DEI training’s pernicious effects on clinicians extend beyond treating physical conditions. Its impact on how clinicians treat people with mental‐​health problems is bone‐​chilling. The American Psychological Association recently released its new Guidelines for Psychological Practice with Boys and Men based on the premise that “traditional masculinity is … on the whole harmful.” It encourages psychotherapists working with boys and men to “address issues of privilege and power related to sexism.”

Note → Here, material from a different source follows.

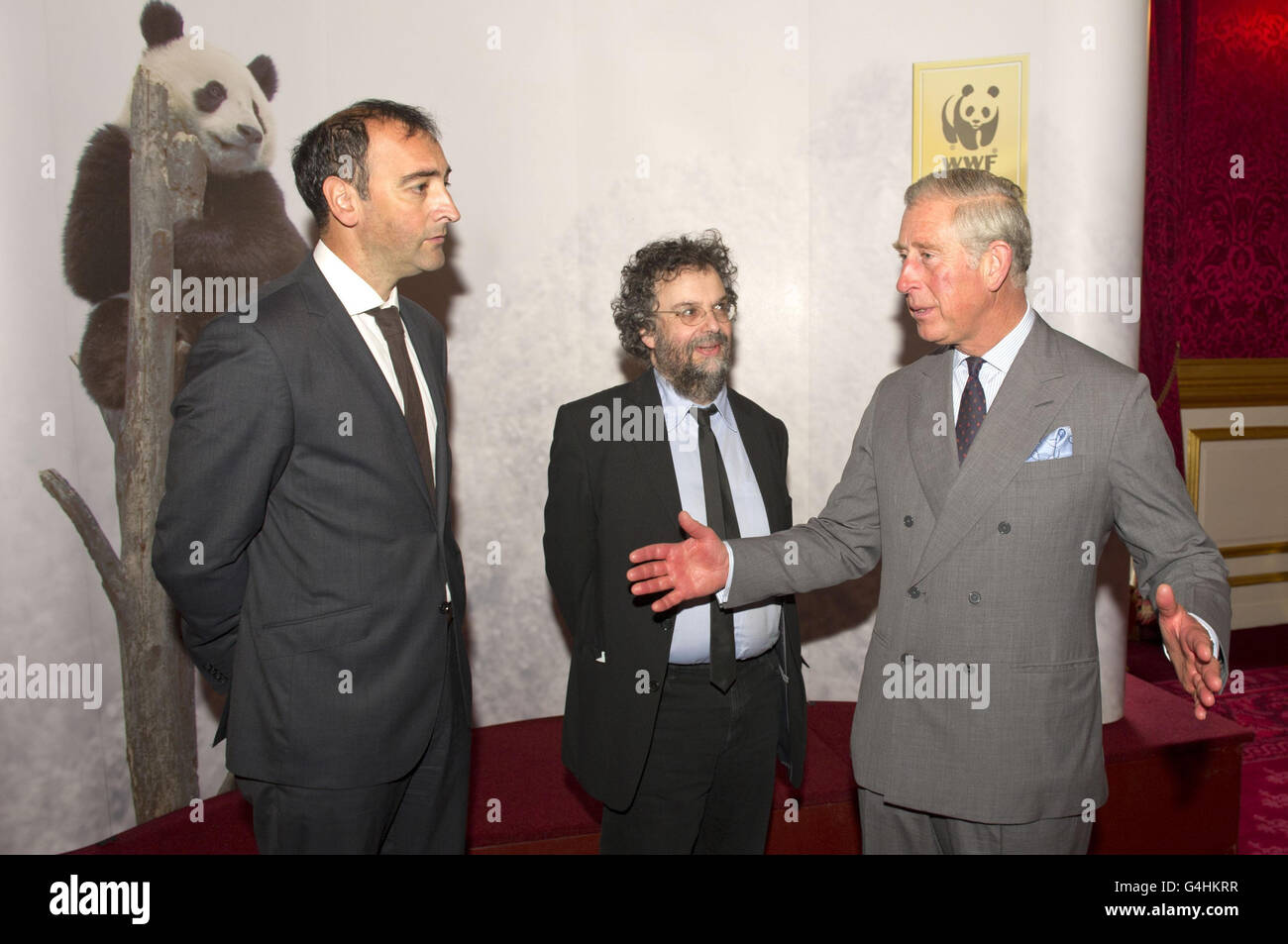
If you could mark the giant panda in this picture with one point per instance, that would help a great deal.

Writing in the Spectator, noted academic psychiatrist Sally Satel decries the new “social justice therapy” for its “total disregard for the patient’s agency, assuming that social forces are the singularly important determinant of their problems.” Why in the world should anyone seek help from a mental‐​health professional who regards them as inherently flawed because of biologically determined characteristics?

One of liberalism’s great insights is that every person is a unique, autonomous individual. Health professionals have an ugly record of betraying that understanding. The German medical profession embraced Nazi racial ideology during the Third Reich when performing euthanasia and live human experiments on members of “racially inferior” groups. Closer to home, American public‐​health officials’ implicit belief that members of some racial groups had less individual worth than others was behind the infamous Tuskegee experiment with untreated syphilis.

Viewing patients not as individuals but as members of a group is hazardous not only to individuals’ health but also to society’s health. It can lead to bad outcomes.